On those days, the bedroom is lit, but last week, it was dark.

After hearing Jess fly & fly, there was silence. 
Usually, I can hear him flying, in his cage or simply walking around.
I decided I HAD to get up to feed & check on him. 

When I turned my head, there was Jesse! He was on the bed right next to my pillow. His head was cocked, with one eye intently looking at me. I was very surprised to see him, especially because the bedroom was dark.

I was touched by Jesse's show of concern for me. Bob, on the other hand, had to say that Jesse came to get me because he wanted me to feed him.

Jesse WAS concerned about me, right guys?

Phyll


----------



## TerriB (Nov 16, 2003)

Absolutely!!! You are part of his flock and he obviously takes his responsibilities very seriously. Good job, Jesse!


----------



## feralpigeon (Feb 14, 2005)

phyll said:


> .........
> After hearing Jess fly & fly, there was silence.
> Usually, I can hear him flying, in his cage or simply walking around.
> I decided I HAD to get up to feed & check on him.
> ...


Of course he was. He knows your routine and is in sync w/you and knew that you weren't as responsive to him as well. I think he knew something was up for you and that you were out of 'sorts'.


fp


----------



## TAWhatley (Mar 6, 2001)

phyll said:


> Jesse WAS concerned about me, right guys?
> Phyll


Yes, absolutely!

Terry


----------



## Victor (Dec 18, 2004)

Yes Phyll. You are his everything!


----------



## Pigeonpal2002 (Jul 27, 2002)

Hi Phyll, 

How wonderful that Jesse came to check on you like that I do believe that animals sense subtle differences and know when things are "amiss". What a little darling he is


----------



## Feather (Dec 8, 2005)

Phyl,

I am glad you are feeling better! I'm sure that it was Jesse's nursing skills that brought you around.

Feather


----------



## andinla (Mar 11, 2003)

*Yes Phyll*

of course Jesse was concerned.. what a sweet bird...I hope your feeling better , that is a long time to be sick.


Andi


----------



## Reti (Jul 20, 2003)

Jesse WAS concerned about me, right guys?

Phyll[/QUOTE]


I am absolutely sure he was.

Reti


----------



## Skyeking (Jan 17, 2003)

I'm absolutely sure that Jesse was out of his mind with worry. He came to check on you to make sure you were okay. Gotta love that Warrior pigeon...


----------



## Hillybean (Oct 30, 2005)

That's so sweet  . He must be very taken with you.

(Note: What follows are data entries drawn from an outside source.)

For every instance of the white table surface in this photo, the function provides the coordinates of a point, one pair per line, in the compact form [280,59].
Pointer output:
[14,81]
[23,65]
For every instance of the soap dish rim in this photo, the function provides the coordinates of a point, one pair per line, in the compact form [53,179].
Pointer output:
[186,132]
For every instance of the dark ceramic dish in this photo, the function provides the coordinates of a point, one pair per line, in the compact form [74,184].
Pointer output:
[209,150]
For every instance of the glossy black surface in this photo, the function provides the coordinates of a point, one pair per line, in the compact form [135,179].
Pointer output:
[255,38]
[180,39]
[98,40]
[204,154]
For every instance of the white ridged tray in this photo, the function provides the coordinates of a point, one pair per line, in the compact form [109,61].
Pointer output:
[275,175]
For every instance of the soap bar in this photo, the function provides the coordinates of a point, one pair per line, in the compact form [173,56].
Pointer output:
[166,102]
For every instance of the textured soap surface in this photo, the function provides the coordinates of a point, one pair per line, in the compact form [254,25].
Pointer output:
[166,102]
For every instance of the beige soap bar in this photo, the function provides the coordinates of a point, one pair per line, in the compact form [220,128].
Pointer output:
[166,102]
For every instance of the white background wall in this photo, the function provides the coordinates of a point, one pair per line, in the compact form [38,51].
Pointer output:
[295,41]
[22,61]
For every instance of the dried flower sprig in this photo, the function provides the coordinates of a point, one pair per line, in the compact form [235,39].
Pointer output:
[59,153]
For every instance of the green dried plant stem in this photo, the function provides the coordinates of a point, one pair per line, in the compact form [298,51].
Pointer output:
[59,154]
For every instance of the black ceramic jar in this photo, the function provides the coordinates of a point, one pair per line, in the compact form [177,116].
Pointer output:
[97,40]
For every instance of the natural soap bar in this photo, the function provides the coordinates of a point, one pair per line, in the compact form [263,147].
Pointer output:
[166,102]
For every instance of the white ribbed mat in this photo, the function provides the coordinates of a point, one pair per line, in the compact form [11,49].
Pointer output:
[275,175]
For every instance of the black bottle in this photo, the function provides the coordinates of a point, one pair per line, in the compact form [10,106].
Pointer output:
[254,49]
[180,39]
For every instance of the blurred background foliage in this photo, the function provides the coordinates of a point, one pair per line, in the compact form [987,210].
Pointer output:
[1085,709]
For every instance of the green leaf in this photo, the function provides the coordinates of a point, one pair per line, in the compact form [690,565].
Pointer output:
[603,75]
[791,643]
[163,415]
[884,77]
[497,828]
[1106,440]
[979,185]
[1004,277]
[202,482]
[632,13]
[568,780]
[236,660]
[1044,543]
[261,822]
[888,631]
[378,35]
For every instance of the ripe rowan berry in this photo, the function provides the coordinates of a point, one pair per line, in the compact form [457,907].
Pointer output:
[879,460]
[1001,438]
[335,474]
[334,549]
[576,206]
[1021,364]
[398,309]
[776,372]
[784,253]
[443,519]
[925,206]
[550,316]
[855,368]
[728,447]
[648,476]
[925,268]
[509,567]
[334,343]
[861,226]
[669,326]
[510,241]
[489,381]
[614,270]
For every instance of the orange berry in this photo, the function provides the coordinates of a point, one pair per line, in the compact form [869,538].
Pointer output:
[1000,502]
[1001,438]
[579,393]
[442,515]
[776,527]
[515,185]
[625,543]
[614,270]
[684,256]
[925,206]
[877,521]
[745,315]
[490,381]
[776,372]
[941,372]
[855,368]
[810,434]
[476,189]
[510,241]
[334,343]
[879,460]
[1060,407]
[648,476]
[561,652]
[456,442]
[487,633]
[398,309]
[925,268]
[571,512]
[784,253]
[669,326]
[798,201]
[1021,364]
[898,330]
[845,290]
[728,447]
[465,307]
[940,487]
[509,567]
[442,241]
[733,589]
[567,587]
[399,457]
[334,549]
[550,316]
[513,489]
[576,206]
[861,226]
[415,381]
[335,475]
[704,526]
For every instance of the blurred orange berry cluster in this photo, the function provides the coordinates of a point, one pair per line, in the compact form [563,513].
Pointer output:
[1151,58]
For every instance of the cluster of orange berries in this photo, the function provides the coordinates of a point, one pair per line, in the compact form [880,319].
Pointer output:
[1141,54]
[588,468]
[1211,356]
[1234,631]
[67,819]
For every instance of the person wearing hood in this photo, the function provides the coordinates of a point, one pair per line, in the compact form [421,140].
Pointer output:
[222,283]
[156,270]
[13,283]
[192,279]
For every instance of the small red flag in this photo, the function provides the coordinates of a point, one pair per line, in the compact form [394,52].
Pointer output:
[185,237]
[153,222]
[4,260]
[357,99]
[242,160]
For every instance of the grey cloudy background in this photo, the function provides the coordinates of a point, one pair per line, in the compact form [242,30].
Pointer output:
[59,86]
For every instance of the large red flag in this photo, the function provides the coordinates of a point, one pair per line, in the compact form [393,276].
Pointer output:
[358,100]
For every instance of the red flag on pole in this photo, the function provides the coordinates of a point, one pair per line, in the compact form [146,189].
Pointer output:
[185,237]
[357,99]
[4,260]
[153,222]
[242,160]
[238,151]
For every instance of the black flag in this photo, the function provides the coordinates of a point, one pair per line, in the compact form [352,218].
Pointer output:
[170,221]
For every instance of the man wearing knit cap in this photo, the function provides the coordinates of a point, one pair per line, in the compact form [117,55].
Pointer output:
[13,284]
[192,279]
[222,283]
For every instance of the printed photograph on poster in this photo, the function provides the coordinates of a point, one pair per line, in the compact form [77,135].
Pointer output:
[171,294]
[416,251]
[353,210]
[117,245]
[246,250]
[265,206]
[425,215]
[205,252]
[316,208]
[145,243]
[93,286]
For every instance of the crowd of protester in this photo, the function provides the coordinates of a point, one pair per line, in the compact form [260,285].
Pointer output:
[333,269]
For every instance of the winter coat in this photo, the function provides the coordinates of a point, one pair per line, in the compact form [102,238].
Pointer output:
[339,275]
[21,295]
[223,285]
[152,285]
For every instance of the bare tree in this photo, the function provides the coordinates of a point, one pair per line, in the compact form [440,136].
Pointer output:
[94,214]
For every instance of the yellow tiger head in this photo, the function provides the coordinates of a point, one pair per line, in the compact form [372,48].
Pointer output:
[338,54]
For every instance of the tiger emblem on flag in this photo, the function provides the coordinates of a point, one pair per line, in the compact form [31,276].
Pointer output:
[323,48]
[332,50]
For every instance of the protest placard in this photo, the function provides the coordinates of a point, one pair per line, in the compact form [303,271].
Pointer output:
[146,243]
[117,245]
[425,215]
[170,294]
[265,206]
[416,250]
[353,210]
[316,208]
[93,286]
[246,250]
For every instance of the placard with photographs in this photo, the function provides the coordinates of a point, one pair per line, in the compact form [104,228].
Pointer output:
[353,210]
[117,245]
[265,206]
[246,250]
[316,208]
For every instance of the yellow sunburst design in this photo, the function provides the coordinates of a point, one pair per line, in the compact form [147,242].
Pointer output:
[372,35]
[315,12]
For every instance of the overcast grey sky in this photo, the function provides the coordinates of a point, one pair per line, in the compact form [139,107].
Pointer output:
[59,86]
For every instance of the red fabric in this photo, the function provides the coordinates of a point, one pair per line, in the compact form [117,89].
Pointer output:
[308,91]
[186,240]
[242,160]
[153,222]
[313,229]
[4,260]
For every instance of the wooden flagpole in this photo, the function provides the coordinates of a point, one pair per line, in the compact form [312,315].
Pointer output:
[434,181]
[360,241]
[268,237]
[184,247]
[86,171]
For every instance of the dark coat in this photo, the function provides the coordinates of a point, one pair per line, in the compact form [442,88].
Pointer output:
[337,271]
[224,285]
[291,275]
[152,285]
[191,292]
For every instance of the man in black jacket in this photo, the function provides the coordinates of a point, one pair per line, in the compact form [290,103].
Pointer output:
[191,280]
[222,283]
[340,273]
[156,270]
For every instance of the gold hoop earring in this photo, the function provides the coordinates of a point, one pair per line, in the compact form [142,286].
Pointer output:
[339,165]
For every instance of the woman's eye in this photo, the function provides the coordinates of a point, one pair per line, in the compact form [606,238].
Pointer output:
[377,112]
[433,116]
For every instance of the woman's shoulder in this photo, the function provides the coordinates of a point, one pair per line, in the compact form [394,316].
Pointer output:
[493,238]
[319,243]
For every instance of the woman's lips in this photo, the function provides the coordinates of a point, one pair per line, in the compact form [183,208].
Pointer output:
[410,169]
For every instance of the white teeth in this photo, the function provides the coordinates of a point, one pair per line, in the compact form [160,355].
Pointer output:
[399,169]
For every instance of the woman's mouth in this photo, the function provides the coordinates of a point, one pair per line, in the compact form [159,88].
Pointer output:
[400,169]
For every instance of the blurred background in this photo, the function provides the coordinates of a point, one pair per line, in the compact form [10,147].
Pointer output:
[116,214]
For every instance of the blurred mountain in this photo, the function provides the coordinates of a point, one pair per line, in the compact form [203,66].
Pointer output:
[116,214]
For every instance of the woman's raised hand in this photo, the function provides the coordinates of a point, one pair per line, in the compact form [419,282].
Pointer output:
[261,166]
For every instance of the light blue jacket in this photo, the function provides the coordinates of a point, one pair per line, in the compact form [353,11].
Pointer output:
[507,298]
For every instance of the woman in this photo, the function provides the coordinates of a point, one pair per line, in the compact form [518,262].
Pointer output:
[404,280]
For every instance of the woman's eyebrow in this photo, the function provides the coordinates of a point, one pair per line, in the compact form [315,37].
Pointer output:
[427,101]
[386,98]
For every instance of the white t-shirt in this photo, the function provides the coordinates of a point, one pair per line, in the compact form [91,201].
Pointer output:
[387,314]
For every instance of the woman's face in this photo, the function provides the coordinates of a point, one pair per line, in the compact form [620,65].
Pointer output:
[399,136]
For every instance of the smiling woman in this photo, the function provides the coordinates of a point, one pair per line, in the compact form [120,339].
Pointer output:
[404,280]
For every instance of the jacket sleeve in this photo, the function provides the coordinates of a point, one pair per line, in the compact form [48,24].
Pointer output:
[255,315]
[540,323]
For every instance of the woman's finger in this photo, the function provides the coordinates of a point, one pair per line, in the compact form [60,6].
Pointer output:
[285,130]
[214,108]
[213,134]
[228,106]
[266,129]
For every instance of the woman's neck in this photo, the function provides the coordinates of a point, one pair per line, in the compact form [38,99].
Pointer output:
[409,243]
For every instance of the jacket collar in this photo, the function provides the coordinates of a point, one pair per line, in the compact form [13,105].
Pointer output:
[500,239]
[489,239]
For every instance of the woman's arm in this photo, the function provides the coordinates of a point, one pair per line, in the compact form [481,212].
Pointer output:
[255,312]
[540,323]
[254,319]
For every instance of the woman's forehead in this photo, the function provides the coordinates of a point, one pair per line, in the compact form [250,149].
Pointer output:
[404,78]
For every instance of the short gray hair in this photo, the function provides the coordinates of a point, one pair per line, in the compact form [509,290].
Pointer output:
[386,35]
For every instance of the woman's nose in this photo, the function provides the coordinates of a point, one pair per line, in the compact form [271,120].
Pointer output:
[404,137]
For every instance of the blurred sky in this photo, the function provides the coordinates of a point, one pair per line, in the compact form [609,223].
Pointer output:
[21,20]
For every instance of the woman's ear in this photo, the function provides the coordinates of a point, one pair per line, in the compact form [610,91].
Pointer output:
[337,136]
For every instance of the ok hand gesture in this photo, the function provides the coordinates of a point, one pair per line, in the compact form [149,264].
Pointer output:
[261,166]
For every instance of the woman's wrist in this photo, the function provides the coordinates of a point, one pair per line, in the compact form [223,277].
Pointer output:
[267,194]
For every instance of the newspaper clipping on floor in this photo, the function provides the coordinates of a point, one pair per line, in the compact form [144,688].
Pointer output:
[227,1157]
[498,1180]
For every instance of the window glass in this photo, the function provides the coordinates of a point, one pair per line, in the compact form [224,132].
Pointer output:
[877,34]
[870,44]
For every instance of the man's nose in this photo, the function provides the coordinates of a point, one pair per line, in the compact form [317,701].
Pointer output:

I think, I'd find it kinda a freaky at first. I already go to bed with a dog looking at me in the face (the newest member of the family- a Shi-tzu pup), to wake up to bird in my face... I don't know .

I already wake up to my cooing alarm clock with feet, my MP .

-hilly


----------



## Maggie-NC (Jun 22, 2005)

Phyll, Jesse loves you and when you weren't feeling well, he wanted to check on you. I do hope you're feeling lots better. You need to let us know these things. As many prayers as you say for all of us, we could return the favor.


----------



## mr squeaks (Apr 14, 2005)

Lady Tarheel said:


> Phyll, Jesse loves you and when you weren't feeling well, he wanted to check on you. I do hope you're feeling lots better. You need to let us know these things. As many prayers as you say for all of us, we could return the favor.



I AGREE!

LOVE, HUGS AND SCRITCHES TO YOU ALL (you can give the scritches to Jesse!). Bless his heart, he was just "checkin'" to make sure you were OK!!


----------



## phyll (Mar 15, 2004)

Thanks, everyone, I knew my Jesse was concerned. 



Lady Tarheel said:


> I do hope you're feeling lots better. You need to let us know these things. As many prayers as you say for all of us, we could return the favor.


Thanks, Maggie, that means a lot.
I've been sick for almost four weeks. Today wasn't so bad, so I'm on the road to recovery.

Bob has been sick for two weeks, so I would really appreciate you guys saying a prayer for him. Thanks.

Phyll


----------



## Reti (Jul 20, 2003)

[

Bob has been sick for two weeks, so I would really appreciate you guys saying a prayer for him. Thanks.

Phyll[/QUOTE]

We certainly will do. Hope you both feel better really soon.

Reti


----------



## Skyeking (Jan 17, 2003)

Hi Phyll,

I am keeping you both my thoughts and prayers.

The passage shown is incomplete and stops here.